With college students enjoying Myrtle Beach, many of them are 21, and they live on their own at school and know how their bodies will handle alcohol. The same can’t be said for teenagers. For many of them, it’ll be their first time drinking and their first time unsupervised.

This week and next week, troopers will be on high alert for spring breakers driving under the influence, especially near Ocean Boulevard, where most of them usually stay.

Another problem during high school spring breaks is underage alcohol sales. Many teenagers go the route of “shouldering.” That’s when an underage person finds a random person in the parking lot, and offers to pay them $20 in exchange for the stranger buying them alcohol.

Corporal Sonny Collins with the South Carolina Highway Patrol said law enforcement agencies will be watching parking lots closely and it’s not anything you’d want to get caught up in.

“There’s a penalty for that. It’s not a good decision. If you have a teenager looking for alcohol, deter them from doing that and send them elsewhere because you buying them that alcohol is not only putting you in a bad spot, if they were to go out and get in a crash or something like that, you can put yourself in a very precarious situation,” advises Cpl.

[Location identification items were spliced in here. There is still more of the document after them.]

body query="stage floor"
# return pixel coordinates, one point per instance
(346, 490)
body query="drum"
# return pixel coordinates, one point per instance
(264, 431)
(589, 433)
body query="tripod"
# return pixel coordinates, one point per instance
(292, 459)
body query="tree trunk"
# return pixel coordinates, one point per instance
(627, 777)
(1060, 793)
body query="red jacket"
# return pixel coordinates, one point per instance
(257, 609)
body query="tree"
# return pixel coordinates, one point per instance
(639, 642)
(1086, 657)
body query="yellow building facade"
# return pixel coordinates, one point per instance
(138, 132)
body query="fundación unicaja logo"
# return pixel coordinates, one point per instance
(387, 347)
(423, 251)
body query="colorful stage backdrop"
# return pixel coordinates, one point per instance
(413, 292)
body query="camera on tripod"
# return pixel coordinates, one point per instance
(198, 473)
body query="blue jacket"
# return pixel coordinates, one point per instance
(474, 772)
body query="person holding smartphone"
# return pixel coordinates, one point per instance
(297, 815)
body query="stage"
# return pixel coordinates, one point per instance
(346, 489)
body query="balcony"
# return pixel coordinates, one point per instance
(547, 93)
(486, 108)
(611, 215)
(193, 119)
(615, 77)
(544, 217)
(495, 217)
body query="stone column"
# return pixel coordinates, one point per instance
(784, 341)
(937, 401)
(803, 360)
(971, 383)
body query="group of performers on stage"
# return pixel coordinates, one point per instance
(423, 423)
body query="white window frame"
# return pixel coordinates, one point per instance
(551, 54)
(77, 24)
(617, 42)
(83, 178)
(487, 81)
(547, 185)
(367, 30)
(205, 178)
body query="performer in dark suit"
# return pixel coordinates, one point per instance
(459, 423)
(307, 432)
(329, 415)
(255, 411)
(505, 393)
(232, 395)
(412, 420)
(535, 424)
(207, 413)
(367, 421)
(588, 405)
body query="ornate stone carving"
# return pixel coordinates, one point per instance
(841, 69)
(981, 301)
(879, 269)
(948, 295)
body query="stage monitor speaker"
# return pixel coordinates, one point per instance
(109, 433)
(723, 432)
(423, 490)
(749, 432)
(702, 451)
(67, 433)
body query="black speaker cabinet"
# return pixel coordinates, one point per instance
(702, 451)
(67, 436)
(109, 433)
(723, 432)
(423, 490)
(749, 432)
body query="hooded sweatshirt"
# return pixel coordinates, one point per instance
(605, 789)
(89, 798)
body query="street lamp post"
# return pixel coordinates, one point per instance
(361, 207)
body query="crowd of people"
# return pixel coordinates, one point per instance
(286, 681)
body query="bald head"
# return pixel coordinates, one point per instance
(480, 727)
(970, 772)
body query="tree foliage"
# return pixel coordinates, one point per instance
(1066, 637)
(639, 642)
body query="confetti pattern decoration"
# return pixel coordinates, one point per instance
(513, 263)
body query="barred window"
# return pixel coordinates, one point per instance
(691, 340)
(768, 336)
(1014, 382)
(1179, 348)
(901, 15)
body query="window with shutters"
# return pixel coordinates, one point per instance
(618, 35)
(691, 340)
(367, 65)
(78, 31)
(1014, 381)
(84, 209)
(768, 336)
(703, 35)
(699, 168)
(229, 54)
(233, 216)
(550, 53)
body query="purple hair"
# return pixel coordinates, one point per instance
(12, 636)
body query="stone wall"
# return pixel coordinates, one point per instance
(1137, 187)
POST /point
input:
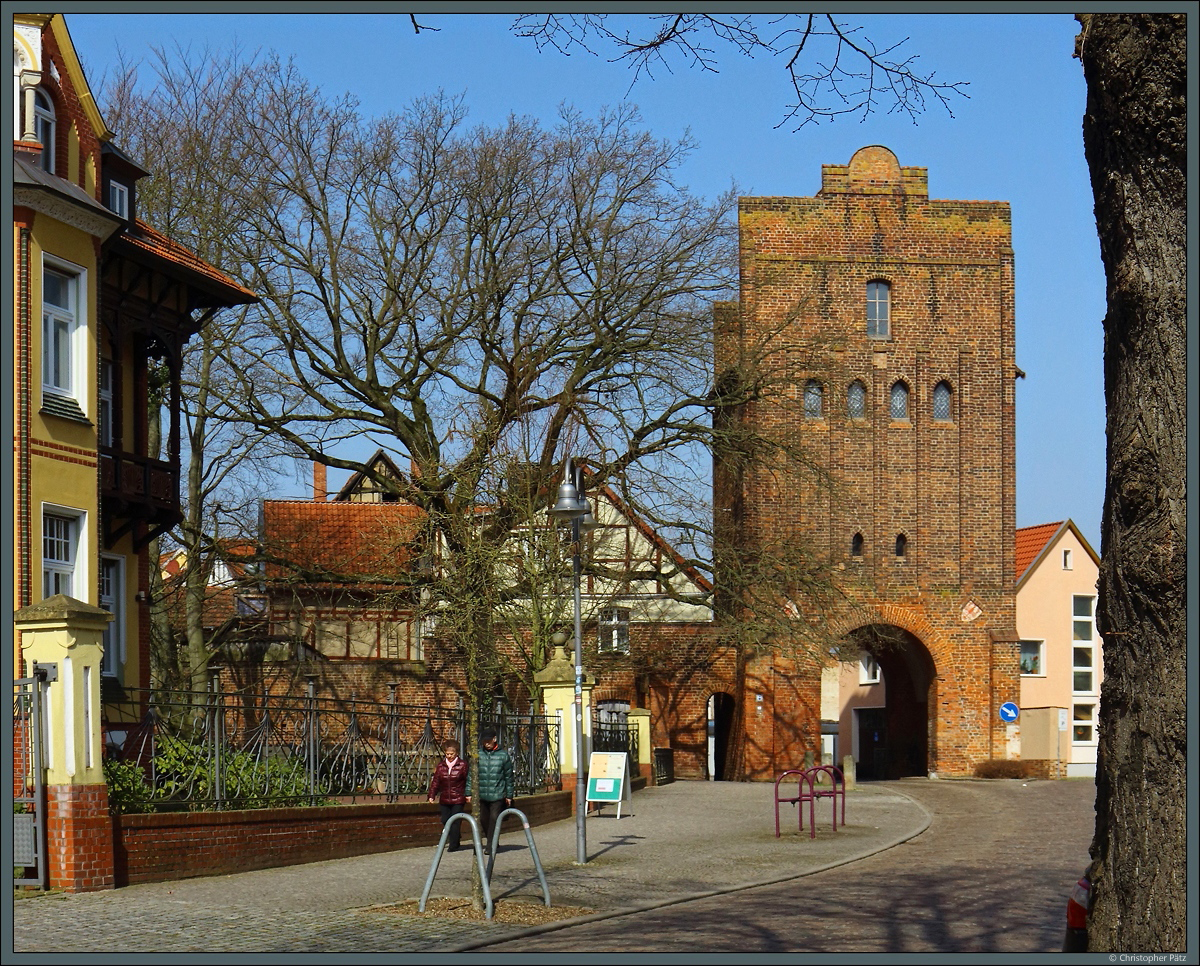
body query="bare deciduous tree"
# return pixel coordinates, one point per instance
(1135, 139)
(833, 67)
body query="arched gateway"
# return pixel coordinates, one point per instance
(891, 736)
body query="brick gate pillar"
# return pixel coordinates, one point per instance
(66, 636)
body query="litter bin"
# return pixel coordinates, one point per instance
(664, 766)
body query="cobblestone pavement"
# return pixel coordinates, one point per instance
(991, 875)
(682, 840)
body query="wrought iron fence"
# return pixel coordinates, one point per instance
(28, 784)
(193, 750)
(616, 736)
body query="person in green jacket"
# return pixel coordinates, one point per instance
(493, 784)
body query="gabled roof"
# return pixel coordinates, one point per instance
(341, 540)
(217, 287)
(381, 463)
(1033, 543)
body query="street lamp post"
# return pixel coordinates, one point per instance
(573, 508)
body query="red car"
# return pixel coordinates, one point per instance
(1079, 907)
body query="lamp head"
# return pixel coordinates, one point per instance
(568, 505)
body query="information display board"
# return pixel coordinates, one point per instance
(609, 778)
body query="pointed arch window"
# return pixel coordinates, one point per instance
(879, 309)
(942, 402)
(814, 400)
(856, 400)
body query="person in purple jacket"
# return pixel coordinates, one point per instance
(449, 787)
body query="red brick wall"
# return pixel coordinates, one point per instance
(78, 838)
(184, 845)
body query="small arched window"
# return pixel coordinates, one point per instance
(814, 400)
(856, 400)
(43, 125)
(879, 309)
(942, 399)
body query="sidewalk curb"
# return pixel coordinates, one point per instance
(538, 930)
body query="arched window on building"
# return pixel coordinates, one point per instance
(879, 309)
(942, 400)
(856, 400)
(45, 126)
(814, 400)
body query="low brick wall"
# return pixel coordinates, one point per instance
(183, 845)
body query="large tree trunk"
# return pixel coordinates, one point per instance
(1134, 135)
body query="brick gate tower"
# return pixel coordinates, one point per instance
(897, 312)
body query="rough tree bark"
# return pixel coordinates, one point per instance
(1134, 136)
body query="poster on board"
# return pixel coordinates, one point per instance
(609, 778)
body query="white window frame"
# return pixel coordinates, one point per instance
(77, 567)
(613, 627)
(45, 126)
(112, 599)
(869, 669)
(105, 420)
(879, 295)
(77, 319)
(119, 198)
(1091, 721)
(1042, 659)
(1083, 646)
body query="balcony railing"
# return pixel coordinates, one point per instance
(138, 479)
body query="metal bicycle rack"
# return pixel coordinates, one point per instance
(484, 874)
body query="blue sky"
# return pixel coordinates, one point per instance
(1017, 138)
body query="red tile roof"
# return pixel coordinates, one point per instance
(157, 244)
(1031, 541)
(355, 540)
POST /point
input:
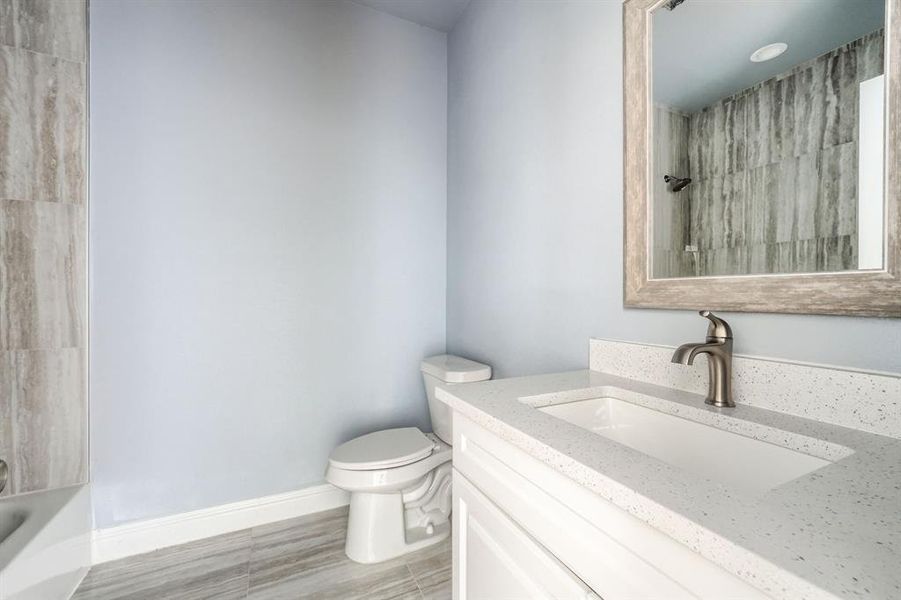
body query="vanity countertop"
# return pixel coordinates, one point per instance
(835, 532)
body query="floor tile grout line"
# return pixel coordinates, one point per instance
(415, 579)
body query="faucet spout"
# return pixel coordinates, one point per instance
(718, 348)
(686, 353)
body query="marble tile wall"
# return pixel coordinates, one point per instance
(43, 246)
(774, 172)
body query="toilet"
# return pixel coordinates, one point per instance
(400, 479)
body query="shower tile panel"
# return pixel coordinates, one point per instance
(836, 210)
(7, 379)
(42, 275)
(42, 127)
(49, 418)
(43, 258)
(48, 27)
(774, 172)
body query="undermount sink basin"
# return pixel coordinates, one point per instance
(749, 464)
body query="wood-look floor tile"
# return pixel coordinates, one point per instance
(304, 558)
(290, 560)
(432, 570)
(215, 567)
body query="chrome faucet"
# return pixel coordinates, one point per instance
(718, 349)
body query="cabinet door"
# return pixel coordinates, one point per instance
(496, 560)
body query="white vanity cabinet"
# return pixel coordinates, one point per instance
(496, 559)
(524, 530)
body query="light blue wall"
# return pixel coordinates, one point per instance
(535, 204)
(268, 242)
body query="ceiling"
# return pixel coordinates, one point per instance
(437, 14)
(702, 49)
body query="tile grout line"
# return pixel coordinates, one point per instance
(415, 579)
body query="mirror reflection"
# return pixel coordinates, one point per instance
(767, 149)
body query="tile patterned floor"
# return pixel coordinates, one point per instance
(300, 558)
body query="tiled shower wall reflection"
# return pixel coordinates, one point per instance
(43, 401)
(774, 173)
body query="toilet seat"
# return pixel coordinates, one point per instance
(386, 449)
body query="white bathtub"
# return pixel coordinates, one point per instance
(45, 547)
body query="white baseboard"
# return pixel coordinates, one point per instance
(145, 536)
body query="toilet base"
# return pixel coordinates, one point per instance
(384, 526)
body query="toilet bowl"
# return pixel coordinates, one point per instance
(400, 479)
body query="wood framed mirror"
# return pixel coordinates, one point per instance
(762, 145)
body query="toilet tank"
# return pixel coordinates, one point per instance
(447, 370)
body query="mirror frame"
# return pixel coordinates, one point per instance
(862, 293)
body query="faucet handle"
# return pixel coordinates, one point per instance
(718, 328)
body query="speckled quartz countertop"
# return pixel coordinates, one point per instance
(835, 532)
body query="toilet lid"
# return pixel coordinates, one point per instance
(382, 450)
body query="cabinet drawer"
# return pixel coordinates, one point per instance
(616, 554)
(496, 559)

Collins.

Cpl. Collins adds he hates to see it, but statistics show many kids die over spring break. They don’t know how much is too much or how their bodies will respond to alcohol. That’s a problem Cpl. Collins says he sees every year. He’s seen too many life-changing decisions made on spring break week. Or worse, he’s seen many deaths because of bad decisions.

Troopers with the South Carolina Highway Patrol talked to many high schoolers in our area urging them to make the right decisions, but Cpl. Collins said unfortunately he knows it’s not going to deter everyone.

“We try to give them the message, we try to talk to them but we know someone that is down here over the next two weeks will make a very bad decision and unfortunately there’s no coming back from that,” explains Cpl. Collins. “Once that decision has been made they have to face the consequences of that, whether it is jail, the loss of scholarships whatever it is. But hopefully, that person, others can learn from them.”

Collins said troopers will be sitting along Hwy 501 and will be visible when these spring breakers get into town. They’ll also be along the boulevard hoping their visibility will deter bad decisions.